Valls ne trouvera pas la paix sociale

MERCREDI, 8 AVRIL, 2015

© ERIC FEFERBERG / AFP

L'éditorial de Maud Vergnol : Lui, président, devait inscrire dans la Constitution le rôle du dialogue social et la place des grandes organisations représentatives. Trois ans plus tard, son gouvernement mené par Manuel Valls propose de jeter aux oubliettes ce que les salariés et leurs syndicats ont patiemment conquis : des cadres institutionnels pour se défendre et conquérir de nouveaux droits.

Lui, président, devait inscrire dans la Constitution le rôle du dialogue social et la place des grandes organisations représentatives. Trois ans plus tard, son gouvernement mené par Manuel Valls propose de jeter aux oubliettes ce que les salariés et leurs syndicats ont patiemment conquis : des cadres institutionnels pour se défendre et conquérir de nouveaux droits.
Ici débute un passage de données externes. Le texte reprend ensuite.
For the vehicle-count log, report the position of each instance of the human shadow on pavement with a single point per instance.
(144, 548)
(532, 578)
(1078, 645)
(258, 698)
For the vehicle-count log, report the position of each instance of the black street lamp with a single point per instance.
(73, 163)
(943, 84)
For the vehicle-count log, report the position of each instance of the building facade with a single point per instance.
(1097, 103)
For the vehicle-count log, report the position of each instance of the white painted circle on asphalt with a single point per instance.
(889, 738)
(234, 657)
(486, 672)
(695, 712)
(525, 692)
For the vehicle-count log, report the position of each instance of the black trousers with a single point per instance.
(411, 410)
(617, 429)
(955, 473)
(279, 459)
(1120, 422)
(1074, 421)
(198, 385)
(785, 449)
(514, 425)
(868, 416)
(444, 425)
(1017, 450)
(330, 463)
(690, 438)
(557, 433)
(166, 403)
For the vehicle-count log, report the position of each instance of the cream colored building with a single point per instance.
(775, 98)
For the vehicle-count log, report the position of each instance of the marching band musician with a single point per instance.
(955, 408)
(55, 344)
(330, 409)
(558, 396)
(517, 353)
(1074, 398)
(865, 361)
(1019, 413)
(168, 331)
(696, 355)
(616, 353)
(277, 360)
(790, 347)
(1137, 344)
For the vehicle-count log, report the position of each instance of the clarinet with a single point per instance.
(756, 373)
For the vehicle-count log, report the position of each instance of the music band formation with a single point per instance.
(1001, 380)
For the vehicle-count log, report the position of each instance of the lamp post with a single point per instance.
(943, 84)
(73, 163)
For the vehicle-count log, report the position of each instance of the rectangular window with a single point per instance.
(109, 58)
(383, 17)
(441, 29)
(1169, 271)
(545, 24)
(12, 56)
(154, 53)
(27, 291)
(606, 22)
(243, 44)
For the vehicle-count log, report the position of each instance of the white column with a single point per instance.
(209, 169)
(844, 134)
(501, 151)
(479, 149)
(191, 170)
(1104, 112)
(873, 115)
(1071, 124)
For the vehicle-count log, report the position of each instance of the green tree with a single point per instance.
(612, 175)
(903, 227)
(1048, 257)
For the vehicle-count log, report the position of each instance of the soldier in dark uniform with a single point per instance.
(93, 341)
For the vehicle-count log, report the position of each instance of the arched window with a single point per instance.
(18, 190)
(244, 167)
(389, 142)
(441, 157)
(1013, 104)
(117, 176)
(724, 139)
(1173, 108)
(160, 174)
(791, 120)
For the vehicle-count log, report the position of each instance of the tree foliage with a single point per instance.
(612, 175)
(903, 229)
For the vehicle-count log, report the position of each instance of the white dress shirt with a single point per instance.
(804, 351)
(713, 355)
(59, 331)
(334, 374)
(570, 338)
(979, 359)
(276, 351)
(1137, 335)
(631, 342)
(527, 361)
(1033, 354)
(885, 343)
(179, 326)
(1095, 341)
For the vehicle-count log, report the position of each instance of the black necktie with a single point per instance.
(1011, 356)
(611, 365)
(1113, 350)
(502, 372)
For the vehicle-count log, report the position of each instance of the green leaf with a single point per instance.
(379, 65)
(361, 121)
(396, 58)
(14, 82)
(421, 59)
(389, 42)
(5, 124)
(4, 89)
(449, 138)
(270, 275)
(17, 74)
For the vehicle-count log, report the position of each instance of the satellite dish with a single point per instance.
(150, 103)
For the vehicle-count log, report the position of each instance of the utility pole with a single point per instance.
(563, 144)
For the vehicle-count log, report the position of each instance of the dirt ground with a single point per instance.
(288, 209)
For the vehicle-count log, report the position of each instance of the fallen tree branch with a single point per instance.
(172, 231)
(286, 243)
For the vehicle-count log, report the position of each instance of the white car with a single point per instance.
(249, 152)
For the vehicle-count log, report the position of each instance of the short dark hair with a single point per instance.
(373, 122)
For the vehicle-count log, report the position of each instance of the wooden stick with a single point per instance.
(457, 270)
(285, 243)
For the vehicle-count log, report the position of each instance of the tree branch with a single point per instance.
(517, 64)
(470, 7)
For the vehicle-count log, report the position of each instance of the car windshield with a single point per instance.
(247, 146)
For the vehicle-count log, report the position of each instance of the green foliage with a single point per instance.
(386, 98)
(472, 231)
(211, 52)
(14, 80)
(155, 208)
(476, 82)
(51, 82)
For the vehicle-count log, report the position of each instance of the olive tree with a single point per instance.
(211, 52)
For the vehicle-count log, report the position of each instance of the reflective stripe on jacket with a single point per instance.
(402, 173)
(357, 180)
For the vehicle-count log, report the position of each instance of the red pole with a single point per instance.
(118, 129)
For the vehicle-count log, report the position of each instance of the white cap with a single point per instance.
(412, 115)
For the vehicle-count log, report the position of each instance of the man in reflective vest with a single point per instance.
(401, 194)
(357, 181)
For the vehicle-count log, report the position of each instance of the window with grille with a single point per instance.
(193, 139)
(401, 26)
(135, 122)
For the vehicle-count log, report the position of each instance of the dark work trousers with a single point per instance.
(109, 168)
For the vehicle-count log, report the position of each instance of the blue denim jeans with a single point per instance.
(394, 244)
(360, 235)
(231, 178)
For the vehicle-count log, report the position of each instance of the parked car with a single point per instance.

Le projet de loi Rebsamen, que l’exécutif souhaite expédier avant l’été, reprend une nouvelle fois à son compte les suppliques du Medef et propose notamment la fusion des institutions représentatives du personnel, dont les prérogatives seraient réduites. L’objectif ? Appuyer sur l’accélérateur libéral pour « lever les freins à l’embauche ». Un argument éculé depuis le bilan accablant du pacte de responsabilité : 40 milliards de cadeaux aux entreprises qui n’ont pas créé un seul emploi, comme le démontrait encore la semaine dernière un rapport de l’Insee.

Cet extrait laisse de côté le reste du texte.